Question : When you submitted your MapReduce job on YARN framework, Which of the following component is responsible for monitoring resource usage e.g. CPU,memory, disk,network on individual nodes. 1. Resource Manager 2. Application Master
3. Node Manager
4. NameNode
Correct Answer : 3
Explanation: In YARN, Task Tracker is replaced with Node Manager in YARN which is a per-machine framework agent and it is responsible for containers, monitoring their resource usage (CPU, memory, disk, network) and reporting the same to the Resource Manager. Application Master negotiates with Resource Manager to get the resources across cluster and work with the Node Managers to execute and monitor the tasks.

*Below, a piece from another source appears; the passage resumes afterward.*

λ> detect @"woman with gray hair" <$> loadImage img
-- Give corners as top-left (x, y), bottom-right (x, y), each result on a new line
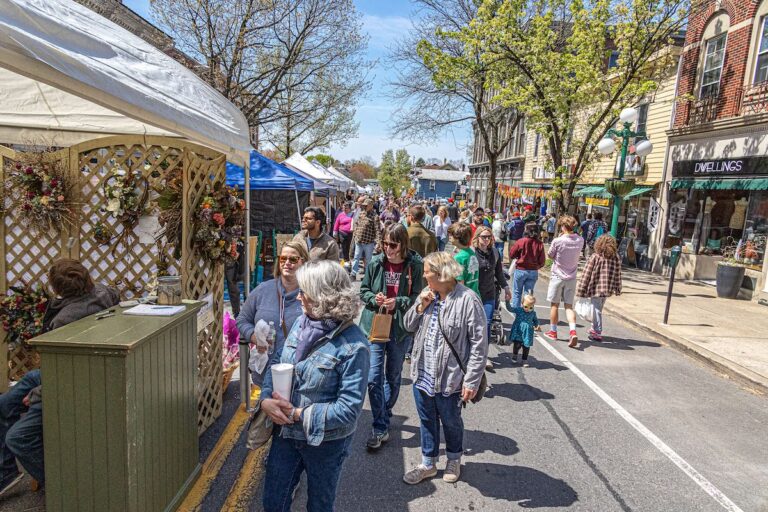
top-left (403, 252), bottom-right (488, 484)
top-left (261, 260), bottom-right (370, 512)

Explanation: Components of Mapreduce Job Flow: Mapreduce job flow on YARN involves below components. A Client node, which submits the Mapreduce job. The YARN Resource Manager, which allocates the cluster resources to jobs. The YARN Node Managers, which launch and monitor the tasks of jobs. The MapReduce Application Master, which coordinates the tasks running in the MapReduce job. The application master and the MapReduce tasks run in containers that are scheduled by the resource manager, and managed by the node managers. The HDFS file system is used for sharing job files between the above entities.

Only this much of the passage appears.